A car travels at a constant speed around a circular track whose radius is 3.1 km. The car goes once around the track in 280 s. What is the magnitude of the centripetal acceleration of the car?

To find the magnitude of the centripetal acceleration of the car, we can use the formula:

Centripetal acceleration (a) = (v^2) / r

Where:
v = velocity of the car
r = radius of the circular track

We can find the velocity (v) by dividing the distance traveled around the track by the time taken.

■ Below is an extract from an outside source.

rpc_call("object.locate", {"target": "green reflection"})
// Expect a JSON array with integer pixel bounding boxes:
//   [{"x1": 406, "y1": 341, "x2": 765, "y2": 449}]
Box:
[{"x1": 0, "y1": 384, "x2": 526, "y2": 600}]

Distance traveled around the track = circumference of the circle = 2 * π * r
Time taken = 280 s

Therefore, the velocity (v) = (2 * π * 3.1 km) / 280 s

Now we can substitute the values into the formula to find the centripetal acceleration:

a = [(2 * π * 3.1 km) / 280 s]^2 / 3.1 km

Simplifying this equation will give us the magnitude of the centripetal acceleration.

To find the magnitude of the centripetal acceleration of the car, we can use the formula:

\(a_c = \frac{v^2}{r}\)

Where:
- \(a_c\) is the centripetal acceleration
- \(v\) is the linear velocity
- \(r\) is the radius of the circular track

First, we need to find the linear velocity of the car. We know that linear velocity is given by the formula:

\(v = \frac{{2\pi r}}{{t}}\)

Where:
- \(v\) is the linear velocity
- \(r\) is the radius of the circular track
- \(t\) is the time taken to complete one full revolution

Plugging in the values, we get:

\(v = \frac{{2\pi \cdot 3.1}}{{280}}\)

Simplifying, we find:

\(v \approx 0.0697 \, \text{km/s}\)

Now, we can substitute this value of linear velocity into the formula for centripetal acceleration:

\(a_c = \frac{{(0.0697 \, \text{km/s})^2}}{{3.1 \, \text{km}}}\)

Simplifying further, we get:

\(a_c \approx 0.0016 \, \text{km/s}^2\)

Therefore, the magnitude of the centripetal acceleration of the car is approximately \(0.0016 \, \text{km/s}^2\).